D’après Global Witness, la majorité des meurtres des défenseur·es de l’environnement sont en lien avec les industries extractives.
Les industries extractives ont un lien avec 338 meurtres de défenseur·es de l’environnement entre 2012 et 2024 :

Nombre de défenseur·es de l’environnement assassiné·es entre 2012 et 2024 en lien avec des activités économiques. Ces trois industries sont les plus meurtrières selon les données de Global Witness.
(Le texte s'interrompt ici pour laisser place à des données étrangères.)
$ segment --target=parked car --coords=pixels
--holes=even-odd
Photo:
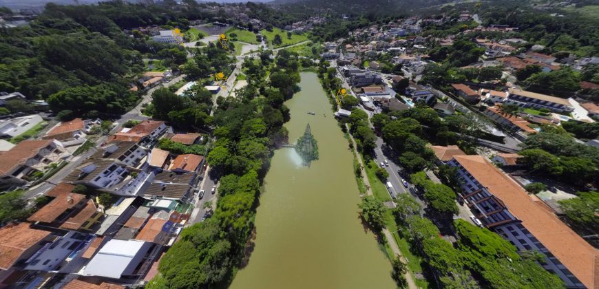
[[[472,220],[472,222],[474,222],[474,224],[476,224],[476,226],[481,227],[481,228],[483,227],[483,222],[481,222],[481,220],[479,220],[479,218],[474,217],[474,215],[470,215],[470,220]]]

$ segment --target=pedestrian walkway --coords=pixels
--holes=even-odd
[[[347,129],[348,131],[349,131],[349,126],[348,124],[345,125],[346,129]],[[366,172],[364,169],[364,164],[362,162],[362,158],[360,157],[359,153],[358,153],[358,151],[356,149],[356,141],[354,140],[354,137],[350,134],[348,133],[350,137],[350,140],[352,141],[352,147],[353,149],[354,154],[356,158],[358,159],[358,164],[360,165],[360,173],[362,175],[362,179],[364,181],[364,184],[366,186],[366,195],[372,195],[372,190],[370,189],[370,182],[368,180],[368,178],[366,175]],[[397,206],[395,202],[393,202],[393,206]],[[393,234],[391,233],[389,230],[386,228],[383,228],[383,234],[385,235],[385,238],[387,239],[387,243],[389,244],[389,246],[391,248],[391,250],[393,251],[394,255],[392,257],[395,258],[395,256],[399,256],[399,259],[401,260],[402,262],[405,264],[408,264],[408,260],[403,257],[401,254],[401,251],[399,250],[399,247],[397,246],[397,243],[395,242],[395,238],[393,237]],[[406,278],[406,281],[408,282],[408,287],[410,289],[417,289],[418,286],[416,285],[416,283],[414,281],[414,279],[412,276],[412,274],[410,274],[409,270],[406,270],[406,273],[403,274],[403,277]]]

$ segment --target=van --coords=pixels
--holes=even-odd
[[[472,222],[474,222],[474,224],[476,224],[476,226],[479,226],[479,227],[481,227],[481,228],[483,227],[483,222],[481,222],[481,220],[479,220],[479,218],[474,217],[474,215],[470,215],[470,220],[472,220]]]

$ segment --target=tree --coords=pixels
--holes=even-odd
[[[397,286],[399,287],[405,287],[408,281],[406,279],[404,274],[408,272],[408,266],[401,261],[401,256],[396,255],[391,260],[391,267],[393,268],[393,279],[397,282]]]
[[[386,208],[383,202],[375,197],[368,195],[362,199],[362,202],[358,204],[360,215],[372,229],[378,232],[385,226],[385,211]]]
[[[429,181],[430,182],[430,181]],[[458,213],[456,193],[449,186],[432,182],[424,188],[424,198],[429,207],[445,215]]]
[[[400,193],[395,199],[397,206],[393,208],[393,215],[395,217],[404,222],[410,216],[418,215],[422,206],[420,205],[414,197],[408,193]]]
[[[281,44],[283,44],[283,39],[281,38],[281,35],[275,34],[275,38],[273,39],[273,45],[275,46],[278,46]]]
[[[538,193],[547,190],[547,185],[542,182],[532,182],[524,186],[524,189],[530,193]]]
[[[558,201],[570,224],[578,228],[599,228],[599,193],[578,192],[578,197]]]

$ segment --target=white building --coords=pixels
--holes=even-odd
[[[160,34],[152,36],[152,40],[164,43],[182,43],[183,37],[176,35],[173,30],[160,30]]]
[[[540,264],[568,288],[597,288],[599,253],[566,226],[535,195],[481,156],[456,156],[448,164],[458,168],[461,197],[490,230],[518,251],[545,255]]]
[[[56,140],[24,140],[0,153],[0,186],[25,184],[35,171],[61,160],[63,148]]]
[[[37,114],[0,120],[0,138],[14,138],[43,121],[41,116]]]
[[[140,274],[136,269],[152,246],[143,241],[111,239],[90,261],[82,275],[114,279],[139,276],[144,272]]]

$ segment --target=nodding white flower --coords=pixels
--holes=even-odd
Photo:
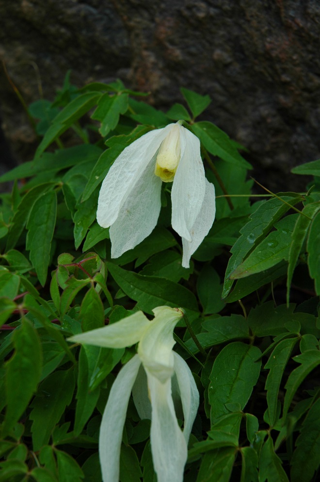
[[[102,328],[69,338],[99,347],[122,348],[138,342],[138,353],[113,382],[100,429],[99,452],[104,482],[118,482],[120,447],[129,399],[140,417],[151,420],[151,452],[158,482],[182,482],[187,444],[199,405],[199,393],[185,361],[172,348],[180,308],[159,306],[150,321],[141,311]],[[174,399],[181,399],[183,430]]]
[[[172,227],[182,238],[182,266],[203,240],[215,215],[214,186],[206,179],[198,138],[179,122],[142,136],[110,168],[99,195],[96,219],[110,227],[111,257],[150,234],[161,208],[162,182],[173,181]]]

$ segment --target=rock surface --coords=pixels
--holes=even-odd
[[[120,77],[164,110],[184,86],[210,96],[206,118],[271,188],[299,188],[288,170],[320,157],[318,0],[2,0],[0,15],[0,52],[27,104],[40,80],[53,98],[69,68],[79,86]],[[30,159],[34,135],[0,80],[5,135]]]

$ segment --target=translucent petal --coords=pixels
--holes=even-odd
[[[171,191],[172,224],[181,237],[191,241],[191,229],[205,197],[205,170],[199,139],[184,127],[180,129],[181,159]]]
[[[175,352],[174,358],[175,372],[183,410],[183,435],[188,444],[199,407],[199,392],[190,369],[183,359]]]
[[[151,323],[142,311],[137,311],[112,325],[75,335],[68,340],[98,347],[124,348],[138,343]]]
[[[164,382],[173,373],[173,330],[183,312],[169,306],[158,306],[153,311],[155,317],[144,333],[138,353],[145,368]]]
[[[158,482],[182,482],[188,450],[175,412],[171,380],[162,383],[147,371],[147,375],[152,407],[151,452]]]
[[[207,236],[212,225],[216,214],[214,186],[206,181],[206,193],[201,209],[193,225],[190,230],[192,240],[182,237],[182,266],[189,268],[190,258]]]
[[[137,355],[120,370],[113,384],[100,427],[99,455],[103,482],[119,482],[123,427],[130,394],[140,366]]]
[[[132,249],[153,230],[161,209],[160,178],[154,175],[156,156],[145,168],[121,206],[110,230],[111,257]]]
[[[148,383],[145,371],[140,366],[132,388],[132,397],[138,415],[141,420],[151,419],[151,403],[149,398]]]
[[[99,194],[96,219],[103,228],[114,222],[121,206],[172,128],[170,126],[174,125],[147,133],[126,147],[116,158]]]

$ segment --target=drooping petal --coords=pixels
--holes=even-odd
[[[155,317],[143,335],[138,353],[145,368],[163,382],[173,373],[173,330],[183,312],[169,306],[158,306],[152,311]]]
[[[142,311],[137,311],[112,325],[75,335],[68,340],[97,347],[124,348],[138,343],[151,322]]]
[[[149,398],[146,374],[142,365],[132,388],[132,398],[141,420],[151,419],[151,403]]]
[[[99,194],[96,219],[103,228],[114,222],[120,208],[172,128],[170,126],[174,125],[147,133],[126,147],[116,158]]]
[[[206,193],[201,209],[190,230],[191,241],[182,237],[182,266],[189,268],[191,255],[199,247],[212,225],[216,214],[214,186],[206,179]]]
[[[183,410],[183,435],[188,444],[199,407],[199,392],[190,369],[183,359],[175,352],[174,359],[174,367]]]
[[[111,387],[100,427],[99,456],[103,482],[119,482],[123,427],[141,362],[137,355],[120,370]]]
[[[161,209],[160,178],[154,175],[156,156],[135,184],[110,230],[111,257],[132,249],[155,227]]]
[[[181,158],[171,191],[172,224],[181,237],[191,241],[191,229],[205,197],[205,170],[199,139],[184,127],[180,130]]]
[[[187,443],[178,425],[171,396],[171,380],[164,383],[147,370],[152,407],[150,440],[158,482],[182,482]]]

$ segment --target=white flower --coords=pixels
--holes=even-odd
[[[126,147],[102,183],[96,219],[103,228],[111,226],[112,258],[132,249],[156,226],[162,181],[173,181],[172,227],[182,238],[182,266],[189,267],[213,222],[215,199],[199,139],[179,123],[148,132]]]
[[[155,317],[151,321],[139,311],[112,325],[69,338],[112,348],[139,342],[138,354],[122,367],[113,382],[102,417],[99,452],[104,482],[119,481],[122,432],[131,391],[140,417],[151,420],[151,451],[158,482],[183,480],[199,393],[188,365],[172,349],[174,328],[183,311],[168,306],[153,311]],[[173,398],[178,395],[184,419],[183,431]]]

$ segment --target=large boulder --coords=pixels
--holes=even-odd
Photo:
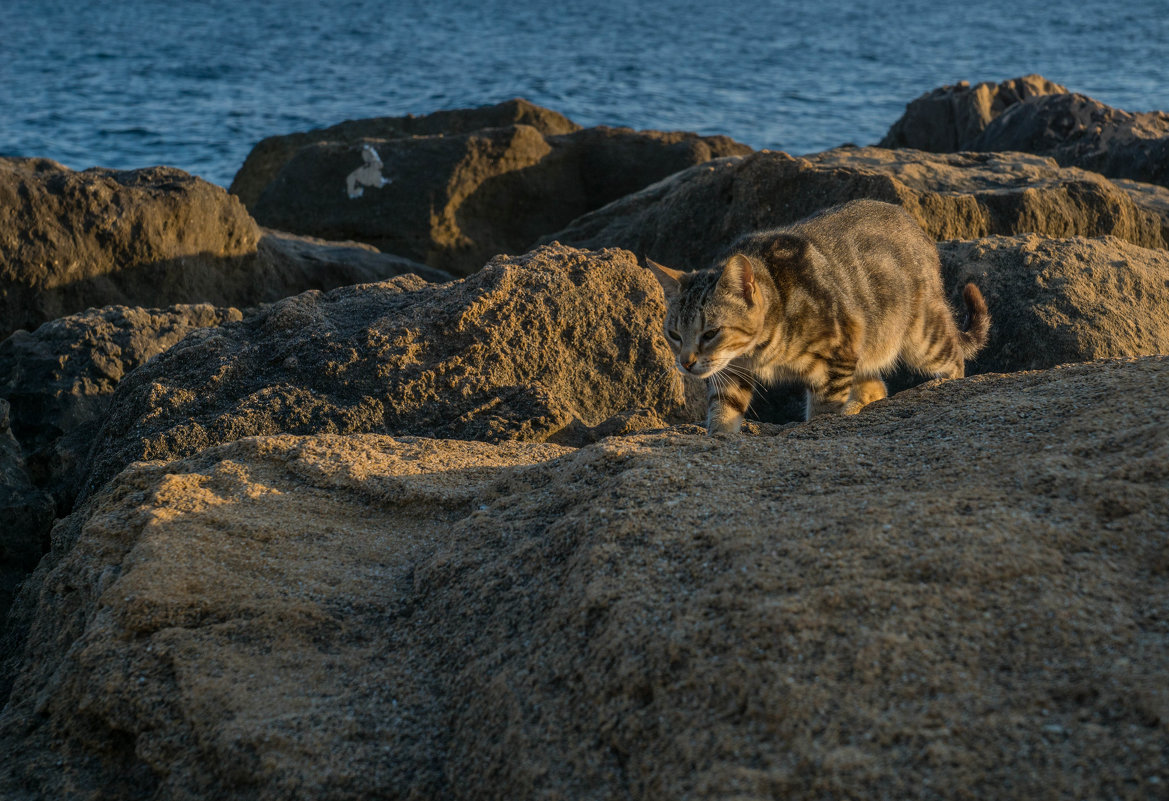
[[[719,159],[586,214],[545,241],[627,248],[693,269],[745,233],[790,225],[857,198],[904,206],[938,240],[1035,233],[1165,244],[1157,210],[1137,206],[1095,173],[1025,153],[879,147]]]
[[[1169,253],[1123,240],[1033,234],[942,242],[955,308],[982,290],[994,323],[968,372],[1037,370],[1070,361],[1169,353]]]
[[[701,407],[687,410],[663,316],[657,283],[616,250],[541,248],[451,284],[305,292],[193,332],[123,379],[88,486],[260,434],[581,442],[624,412],[689,419]]]
[[[1121,111],[1078,94],[1018,103],[966,150],[1038,153],[1109,178],[1169,186],[1169,113]]]
[[[37,485],[68,510],[113,391],[131,371],[195,329],[243,319],[210,304],[104,306],[0,341],[0,399]]]
[[[971,150],[971,143],[1004,111],[1032,97],[1067,89],[1042,75],[1002,83],[970,85],[961,81],[933,89],[905,106],[905,113],[880,140],[880,147],[913,147],[933,153]],[[1018,150],[1015,147],[1007,150]]]
[[[231,181],[229,192],[238,196],[244,206],[253,208],[284,165],[306,145],[331,141],[343,145],[355,144],[360,147],[365,139],[452,136],[506,125],[531,125],[547,134],[580,130],[580,125],[563,115],[519,97],[496,105],[435,111],[422,117],[408,115],[406,117],[351,119],[325,129],[262,139],[248,153],[243,166],[240,167],[235,180]]]
[[[288,160],[253,213],[265,226],[368,242],[469,275],[679,170],[747,152],[726,137],[609,127],[548,134],[531,125],[323,140]]]
[[[244,306],[426,271],[347,250],[265,234],[236,198],[171,167],[0,158],[0,337],[89,306]]]
[[[21,595],[0,795],[1158,796],[1169,359],[690,430],[130,468]]]
[[[53,496],[29,479],[11,423],[8,401],[0,398],[0,621],[44,553],[54,517]]]

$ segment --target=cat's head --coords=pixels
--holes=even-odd
[[[645,263],[665,292],[663,331],[683,374],[706,378],[760,340],[767,311],[748,256],[697,272]]]

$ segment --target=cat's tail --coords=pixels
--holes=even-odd
[[[982,292],[974,284],[966,285],[962,299],[966,301],[966,319],[962,322],[962,332],[959,336],[962,338],[962,355],[969,359],[987,344],[990,333],[990,312],[987,311]]]

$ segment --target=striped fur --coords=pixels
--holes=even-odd
[[[990,330],[974,284],[959,329],[933,240],[876,200],[748,234],[710,269],[648,263],[666,295],[678,370],[706,380],[711,434],[738,431],[753,389],[780,379],[807,387],[811,419],[885,398],[881,375],[898,362],[962,378]]]

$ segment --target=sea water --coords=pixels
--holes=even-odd
[[[1028,72],[1169,109],[1169,0],[0,0],[0,154],[227,186],[267,136],[517,96],[805,153]]]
Au Cambodge, des jeunes militant·es de Mother Nature Cambodia ont été condamné·es à des peines de six à huit ans de prison en 2024 pour s’être dressé·es contre des projets industriels dévastateurs pour la nature. Ce groupe avait réussi à convaincre les autorités cambodgiennes à renoncer à leur projet de construction d’un grand barrage hydroélectrique dans la vallée d’Areng en 2015 et à interdire l’exportation du sable côtier en 2016. Malgré ces victoires, les militant·es ont subi des campagnes d’harcèlement et six d'entre eux ont été déclaré·es coupables de complot et d’“outrage envers le roi”.
Face à l’impunité qui règne, la répression continue à déferler à l’encontre des défenseur·es de l’environnement. C’est pourquoi à Amnesty International, nous nous battons pour leur rendre justice et pour protéger leurs droits. Protéger les droits des défenseur·es de l’environnement c’est aussi se battre pour l’ensemble de nos droits et nos libertés.